Há alguns dias, lancei uma enquete aqui no blog argüindo os blogonautas sobre a “moralidade” (estou usando este termo por falta de um melhor) de se votar num candidato do Partido dos Trabalhadores. Resultado da enquete até o momento: 70% não votariam num candidato petista, ainda que ele se dissesse católico. 25% afirmam que priorizariam a análise do o perfil do candidato e não do partido ao qual ele pertence. 5% alegam que política e religião pertencem a esferas distintas, portanto, alegar “motivos religiosos” para não se votar em determinado candidato não faz sentido.

            Por incrível que pareça, não me impressiono tanto com os 70% que disseram não ao PT.  O público que freqüenta este blog tem convicções morais muito sólidas (e, seguramente, também lê o blog do Reinaldo Azevedo). Somos acusados de direitistas, conservadores, capitalistas, falsos moralistas, latifundiários (quisera eu!), retrógrados, preconceituosos, exagerados, etc. Na realidade, o raciocínio que nos faz tomar uma posição dessa natureza (sim, eu me incluo no número destes) é o de que um católico que quisesse se envolver diretamente com política deveria escolher um partido menos canalha que o PT para filiar-se. Se ele fosse mais sensato, não engrossaria as fileiras de um partido degradado moralmente como o PT (aos que discordam dessa afirmação, recomendo fortemente a leitura deste artigo do Pe. Lodi). Em teoria, haveria uma outra opção para esse candidato: a de lançar uma candidatura independente. Mas, no Brasil, é obrigatória a filiação partidária para se concorrer a um cargo eletivo. Além disso, por aqui só se ganha uma eleição com muito apoio ($$$)… O que nos incomoda, é o fato de que a opção por um partido, implica a anuência com o ideário deste. E, se um católico consegue se manter no PT, mesmo com a política de expulsão que tem sido implantada (vide o caso do deputado Luiz Bassuma), é porque ele não discorda ou não incomoda tanto assim… E isso é grave!

            E que dizer dos 25% que julgam por candidato e não por partido? Faz um pouco de sentido. Se estivéssemos nos Estados Unidos (onde, ou se é democrata ou republicano), aí sim votaríamos em virtude da afinidade com este ou aquele partido político. Mas no Brasil, com os atuais 28 partidos políticos que existem, fica difícil para o eleitor afinar-se à ideologia e as propostas de um. Assim, vota-se na pessoa do candidato.

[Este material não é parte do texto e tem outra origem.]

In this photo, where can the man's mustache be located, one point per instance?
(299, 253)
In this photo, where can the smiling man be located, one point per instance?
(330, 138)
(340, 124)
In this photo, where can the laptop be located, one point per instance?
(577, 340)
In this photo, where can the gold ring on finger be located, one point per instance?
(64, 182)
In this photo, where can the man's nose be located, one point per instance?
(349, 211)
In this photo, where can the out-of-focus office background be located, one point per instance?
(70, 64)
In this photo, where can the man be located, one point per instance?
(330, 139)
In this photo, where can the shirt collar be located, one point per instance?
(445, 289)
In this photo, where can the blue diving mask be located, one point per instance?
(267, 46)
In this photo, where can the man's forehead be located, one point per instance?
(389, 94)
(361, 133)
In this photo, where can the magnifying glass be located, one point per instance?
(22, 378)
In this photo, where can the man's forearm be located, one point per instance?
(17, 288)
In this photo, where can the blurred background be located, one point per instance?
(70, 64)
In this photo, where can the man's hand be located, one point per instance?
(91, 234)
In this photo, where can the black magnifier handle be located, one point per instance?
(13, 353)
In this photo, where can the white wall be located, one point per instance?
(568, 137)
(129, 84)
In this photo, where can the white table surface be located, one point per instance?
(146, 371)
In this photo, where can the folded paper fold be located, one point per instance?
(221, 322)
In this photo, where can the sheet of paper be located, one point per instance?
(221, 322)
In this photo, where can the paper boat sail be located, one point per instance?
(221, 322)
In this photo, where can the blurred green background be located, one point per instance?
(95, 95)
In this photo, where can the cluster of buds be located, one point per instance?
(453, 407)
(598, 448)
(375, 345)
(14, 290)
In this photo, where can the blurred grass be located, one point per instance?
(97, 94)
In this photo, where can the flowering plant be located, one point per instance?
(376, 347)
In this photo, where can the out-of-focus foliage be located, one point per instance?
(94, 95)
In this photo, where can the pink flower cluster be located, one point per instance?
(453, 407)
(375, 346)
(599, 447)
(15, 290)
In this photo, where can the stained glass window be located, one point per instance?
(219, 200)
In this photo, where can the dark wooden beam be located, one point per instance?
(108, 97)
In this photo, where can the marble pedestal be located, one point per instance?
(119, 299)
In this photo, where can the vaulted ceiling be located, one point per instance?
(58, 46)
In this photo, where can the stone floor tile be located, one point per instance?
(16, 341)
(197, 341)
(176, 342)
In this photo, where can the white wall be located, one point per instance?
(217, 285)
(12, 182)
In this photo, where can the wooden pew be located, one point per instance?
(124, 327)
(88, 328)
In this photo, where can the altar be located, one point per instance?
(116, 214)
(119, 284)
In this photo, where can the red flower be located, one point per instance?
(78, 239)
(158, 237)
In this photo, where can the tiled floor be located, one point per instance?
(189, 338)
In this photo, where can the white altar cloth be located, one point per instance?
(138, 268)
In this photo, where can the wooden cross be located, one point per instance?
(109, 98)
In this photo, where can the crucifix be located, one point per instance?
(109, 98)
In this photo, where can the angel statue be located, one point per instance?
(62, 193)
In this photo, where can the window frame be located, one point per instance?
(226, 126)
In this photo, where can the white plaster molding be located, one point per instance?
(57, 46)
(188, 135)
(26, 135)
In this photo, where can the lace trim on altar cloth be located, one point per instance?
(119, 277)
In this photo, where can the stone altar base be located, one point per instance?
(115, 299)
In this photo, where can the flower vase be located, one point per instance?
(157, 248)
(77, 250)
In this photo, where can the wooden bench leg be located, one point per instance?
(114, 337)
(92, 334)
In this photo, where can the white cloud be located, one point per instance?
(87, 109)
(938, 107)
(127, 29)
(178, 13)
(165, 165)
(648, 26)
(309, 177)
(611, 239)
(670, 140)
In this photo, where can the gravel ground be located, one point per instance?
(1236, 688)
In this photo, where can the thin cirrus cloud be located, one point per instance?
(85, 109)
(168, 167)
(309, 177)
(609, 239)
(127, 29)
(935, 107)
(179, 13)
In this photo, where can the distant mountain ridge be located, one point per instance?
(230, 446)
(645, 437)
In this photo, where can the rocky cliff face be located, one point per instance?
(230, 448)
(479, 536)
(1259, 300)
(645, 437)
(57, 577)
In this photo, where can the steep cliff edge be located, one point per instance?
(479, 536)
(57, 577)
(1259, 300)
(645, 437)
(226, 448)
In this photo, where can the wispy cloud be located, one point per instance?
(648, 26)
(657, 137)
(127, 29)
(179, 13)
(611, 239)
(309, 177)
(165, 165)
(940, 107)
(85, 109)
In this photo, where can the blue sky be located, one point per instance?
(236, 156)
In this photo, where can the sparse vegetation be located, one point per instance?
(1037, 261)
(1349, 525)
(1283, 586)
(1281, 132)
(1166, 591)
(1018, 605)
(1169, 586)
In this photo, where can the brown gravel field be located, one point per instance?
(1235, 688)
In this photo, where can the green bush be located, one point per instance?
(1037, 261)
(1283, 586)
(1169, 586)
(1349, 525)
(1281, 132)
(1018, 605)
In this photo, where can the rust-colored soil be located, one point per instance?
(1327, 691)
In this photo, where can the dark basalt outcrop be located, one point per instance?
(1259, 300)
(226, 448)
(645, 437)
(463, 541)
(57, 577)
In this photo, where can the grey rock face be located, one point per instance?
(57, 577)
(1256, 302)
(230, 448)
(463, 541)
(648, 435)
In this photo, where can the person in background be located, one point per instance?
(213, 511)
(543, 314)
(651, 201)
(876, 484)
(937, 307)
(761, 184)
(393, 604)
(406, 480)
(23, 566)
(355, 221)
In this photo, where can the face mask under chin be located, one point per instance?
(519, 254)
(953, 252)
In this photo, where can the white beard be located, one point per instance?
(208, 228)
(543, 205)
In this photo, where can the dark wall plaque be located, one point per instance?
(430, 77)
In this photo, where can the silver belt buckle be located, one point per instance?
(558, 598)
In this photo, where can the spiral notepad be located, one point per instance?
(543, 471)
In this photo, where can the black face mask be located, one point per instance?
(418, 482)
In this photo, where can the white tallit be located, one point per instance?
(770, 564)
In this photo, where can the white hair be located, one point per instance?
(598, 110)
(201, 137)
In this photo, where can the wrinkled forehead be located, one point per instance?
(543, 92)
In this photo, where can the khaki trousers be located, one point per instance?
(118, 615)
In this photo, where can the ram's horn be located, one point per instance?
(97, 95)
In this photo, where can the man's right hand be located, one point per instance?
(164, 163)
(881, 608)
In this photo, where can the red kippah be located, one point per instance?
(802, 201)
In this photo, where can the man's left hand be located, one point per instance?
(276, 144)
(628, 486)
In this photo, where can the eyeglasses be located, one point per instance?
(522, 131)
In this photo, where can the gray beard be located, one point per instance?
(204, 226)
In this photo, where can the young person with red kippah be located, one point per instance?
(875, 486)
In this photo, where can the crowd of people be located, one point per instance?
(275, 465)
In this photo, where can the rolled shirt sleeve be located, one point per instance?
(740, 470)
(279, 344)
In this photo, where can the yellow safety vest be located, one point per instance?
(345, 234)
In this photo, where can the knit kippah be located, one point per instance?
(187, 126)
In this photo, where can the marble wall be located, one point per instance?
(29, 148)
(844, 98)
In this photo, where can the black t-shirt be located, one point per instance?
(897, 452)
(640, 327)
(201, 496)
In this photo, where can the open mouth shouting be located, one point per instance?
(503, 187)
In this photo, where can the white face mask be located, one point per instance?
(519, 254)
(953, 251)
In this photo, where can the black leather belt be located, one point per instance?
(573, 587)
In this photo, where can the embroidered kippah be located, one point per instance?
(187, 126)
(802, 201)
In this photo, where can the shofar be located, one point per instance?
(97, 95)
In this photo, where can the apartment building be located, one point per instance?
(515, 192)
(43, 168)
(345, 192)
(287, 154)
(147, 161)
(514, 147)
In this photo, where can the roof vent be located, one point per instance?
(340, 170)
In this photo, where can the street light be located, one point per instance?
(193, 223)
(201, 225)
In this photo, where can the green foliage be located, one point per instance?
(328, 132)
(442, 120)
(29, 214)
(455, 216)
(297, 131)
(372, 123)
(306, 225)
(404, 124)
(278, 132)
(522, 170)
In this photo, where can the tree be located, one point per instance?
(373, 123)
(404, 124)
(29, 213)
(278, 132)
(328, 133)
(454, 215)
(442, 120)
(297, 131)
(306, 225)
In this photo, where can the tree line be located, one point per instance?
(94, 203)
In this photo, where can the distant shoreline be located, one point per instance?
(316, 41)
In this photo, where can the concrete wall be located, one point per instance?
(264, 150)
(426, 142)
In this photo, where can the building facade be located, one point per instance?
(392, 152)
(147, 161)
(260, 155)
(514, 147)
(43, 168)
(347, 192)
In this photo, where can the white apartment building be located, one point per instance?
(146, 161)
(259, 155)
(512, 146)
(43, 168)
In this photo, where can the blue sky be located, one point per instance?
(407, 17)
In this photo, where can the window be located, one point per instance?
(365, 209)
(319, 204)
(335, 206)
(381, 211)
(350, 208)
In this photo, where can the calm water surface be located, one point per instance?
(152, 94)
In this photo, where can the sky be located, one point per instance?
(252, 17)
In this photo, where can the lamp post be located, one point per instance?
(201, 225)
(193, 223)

Algumas pessoas usam como critério a concessão de alguma benesse… Penso que essa alternativa – de fazer vista grossa ao partido e deter-se na pessoa do candidato – seja a mais aconselhável num pleito em que não haja opções boas. Se todas as opções são ruins, escolhe-se o mal menor. E pode ser que o mal menor seja um petista. Assim, como é provável que os dinossauros voltem a existir e dominem o mundo…

            Os 5% que distinguem a análise política das convicções religiosas são, provavelmente, as mesmas pessoas que acham que a Igreja deve ficar muda diante de todas as propostas indecentes do Estado; entre as quais, podemos citar: a perseguição aos crucifixos em órgãos públicos, o ensino da promiscuidade e da imoralidade nas escolas públicas, o direito ao aborto, etc. Tudo com a mesma justificativa: “o Estado é laico. A Igreja deve orientar os seus adeptos. Quem está à frente do poder estatal, porém, deve governar para todos”. Essa é a argumentação mais esdrúxula que alguém pode fazer porque ela contradiz aquilo mesmo a que se propõe: Ora, se se governa para todos porque ignorar, por exemplo, que a maioria dos pais não quer ver os seus filhos estudando pornografia pela cartilha cretina do Ministério da [des]Educação? Na verdade, no Brasil se governa para quem concorda com ideais imorais petistas. Quem não faz parte desse todo, não importa.